The pacing of the movie is very quick and the laughs, while never gut-busting, come often enough to keep you amused. It just frequently seems there are opportunities missed. Rather than centering so much on the romantic comedy angle, a better movie might have been made that centers on G-Girl. With so many superhero movies coming out recently, it would seem that the genre would be ripe for more satire than this movie provides. The best jokes are those that focus on this part of the story, such as when Jenny refuses to stop a missile heading for New York because it would mean that she would have to leave Matt and Hannah alone together.

A good effort by those involved, but I was hoping for more.

Reviewed on: July 25th, 2006
Luke Wilson and Uma Thurman in My Super Ex-Girlfriend.

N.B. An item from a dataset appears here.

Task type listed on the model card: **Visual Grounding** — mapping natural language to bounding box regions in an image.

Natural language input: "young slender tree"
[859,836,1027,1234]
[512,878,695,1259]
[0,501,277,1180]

Luke Wilson and Uma Thurman in My Super Ex-Girlfriend.

My Super Ex-Girlfriend, for the most part, delivers the goods. It is a great romantic comedy/super hero satire. Most movies show the woman as a victim of a thoughtless man. Here we have the man as a victim of a dominating woman. A very dominating woman.

Thurman is the best thing about the movie. It is perhaps her best role to date. Like her previous venture into super hero movies as Poison Ivy/Pamela Isley in Batman and Robin, 1997, she gets to play duo roles. One is a glasses wearing, mild mannered Jenny and the other is the chic blonde G-Girl. Thurman has good comic timing and should definitely do more comedies.

Wilson is as bland as ever. Why, the hell, does anyone keep putting him into movies? He adds nothing. Anyone could have played this role and many people could have done better. Imagine Ben Stiller or Luke's brother, Owen, in his role. Either one would have brought more humor and charm to the thankless role. G-Girl rides Matt so roughly during sex that she breaks the bed. Afterwards she says, "I'll get you a new one." To which he asks, "A new bed, or a penis?" It is not a bad line, but Wilson's dull delivery drains the humor right out of it.

My Super Ex-Girlfriend is a good date movie. It sneaks in some interesting questions about sexual roles. Lois Lane is never scared when Superman flies with her, but Matt is scared shitless when G-Girl flies with him. What's up with that?